L’accident de Simon, après le drame de l’exode, les avait confrontés à la douleur.
Simon
avait été trop occupé à ruer dans les brancards au sein des rédactions de la
capitale pour s’attarder au désarroi de ses compatriotes. Il n’en avait eu ni
le goût ni le temps. Il disait qu’il fallait mordre dans la vie afin de ne pas
se laisser humilier par des hommes comme Deferre qui désirait rejeter les pieds
noirs à la mer. Leur montrer que ces hommes et ces femmes d’Algérie étaient des
fils de pionniers et que rien ne pouvait les abattre. Relever la tête afin de s’en
sortir et par ricochet prouver à la France, si elle était encore capable de
comprendre, qu’elle avait tout à gagner à accueillir comme il se doit ces
français d’outre méditerranée.
Pour
Simon, seul comptait sa volonté de réussir dans ce métier de trompe-la-mort
réservé aux intrépides et aux débrouillards. Dans cette mouvance de coups bas,
sa carapace forgée en Algérie, eût tôt fait de s’endurcir au contact des plus
grands reporters de la presse nationale. Réussir dans la capitale pour faire la
nique aux pathos, tel fut le combat qu’il mena dans les premières années
parisiennes. Plus tard, lorsque la consécration fut obtenue par la
reconnaissance de ses pairs, il oublia
la revanche du petit pied noir pour mener sa barque sereinement.
Son
accident lui avait révélé l’autre Simon, le petit algérois apatride, le petit
juif emmitouflé dans son malheur, l’homme diminué qui revenait au pays des
vivants. En tapant sur sa machine à écrire, des pans entiers de sa vie d’avant
remontaient à la surface. Il devenait l’historien, le biographe de sa propre
existence sans d’autre difficulté que la complexité de l’orthographe
grammatical.
De
temps en temps, l’amitié par téléphone lui rappelait que les distances
s’étaient allongées et l’amitié pas
courrier s’était installée dans son existence.

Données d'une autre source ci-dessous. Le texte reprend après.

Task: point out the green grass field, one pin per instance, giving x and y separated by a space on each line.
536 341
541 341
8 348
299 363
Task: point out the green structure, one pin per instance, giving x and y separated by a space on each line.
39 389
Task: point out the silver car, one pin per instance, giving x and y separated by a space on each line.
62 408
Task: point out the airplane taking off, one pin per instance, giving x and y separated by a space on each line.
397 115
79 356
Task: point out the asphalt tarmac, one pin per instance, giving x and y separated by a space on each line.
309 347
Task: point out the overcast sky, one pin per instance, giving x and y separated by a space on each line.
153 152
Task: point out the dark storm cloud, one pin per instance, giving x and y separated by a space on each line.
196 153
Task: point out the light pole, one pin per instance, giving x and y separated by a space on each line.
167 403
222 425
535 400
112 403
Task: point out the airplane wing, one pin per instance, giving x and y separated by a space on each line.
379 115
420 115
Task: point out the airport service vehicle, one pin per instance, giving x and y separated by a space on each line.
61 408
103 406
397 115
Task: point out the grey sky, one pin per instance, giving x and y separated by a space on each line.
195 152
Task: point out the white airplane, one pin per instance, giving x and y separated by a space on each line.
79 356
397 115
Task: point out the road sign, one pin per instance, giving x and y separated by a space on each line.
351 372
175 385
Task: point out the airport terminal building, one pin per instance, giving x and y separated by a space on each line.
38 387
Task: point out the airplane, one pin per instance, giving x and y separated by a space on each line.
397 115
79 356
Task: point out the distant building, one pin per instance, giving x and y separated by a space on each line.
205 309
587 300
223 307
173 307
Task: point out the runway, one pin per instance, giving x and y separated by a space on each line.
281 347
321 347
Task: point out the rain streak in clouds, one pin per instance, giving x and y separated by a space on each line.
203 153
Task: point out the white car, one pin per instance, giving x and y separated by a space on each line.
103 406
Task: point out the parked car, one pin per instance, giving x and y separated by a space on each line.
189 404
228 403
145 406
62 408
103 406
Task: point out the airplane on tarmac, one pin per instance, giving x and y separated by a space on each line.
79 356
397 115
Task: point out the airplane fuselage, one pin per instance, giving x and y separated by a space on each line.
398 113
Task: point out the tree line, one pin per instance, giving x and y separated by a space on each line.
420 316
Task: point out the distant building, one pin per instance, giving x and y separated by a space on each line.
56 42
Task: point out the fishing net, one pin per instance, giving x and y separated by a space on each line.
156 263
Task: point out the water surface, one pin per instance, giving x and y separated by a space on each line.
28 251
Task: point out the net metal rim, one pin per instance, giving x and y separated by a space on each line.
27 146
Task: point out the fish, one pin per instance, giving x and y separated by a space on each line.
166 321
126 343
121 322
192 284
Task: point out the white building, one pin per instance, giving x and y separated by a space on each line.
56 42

Elles avaient remplacé le
contact physique et visuel de jadis. Une existence qui tentait de se faire une
place au soleil sans la présence d’une âme sensible qui lui prendrait la main les soirs d’infortune. Lui restait
l’écriture, le retour sur les chemins de sa folle jeunesse et les matins
transparents qui lui parlaient d’Alger.
Ecrire
pour exister. Ecrire simplement pour passer le temps et pour se souvenir.
Ecrire sans prétention. Ecrire comme un onguent sur son mal de vivre. Etrange
thérapie. Car il ne se leurrait pas. Il savait bien qu’après l’emballement des
premières pages, quand la solitude noiera son inspiration et que les jours sans
joie prendront le pas sur l’exaltation de l’écrivain, les questions sur sa
déchéance resteront lettres mortes. Mais survivre malgré tout pour les siens,
pour les autres qui ne comprendront jamais pas pourquoi il aurait préféré
mourir sur les bords du canal de Suez.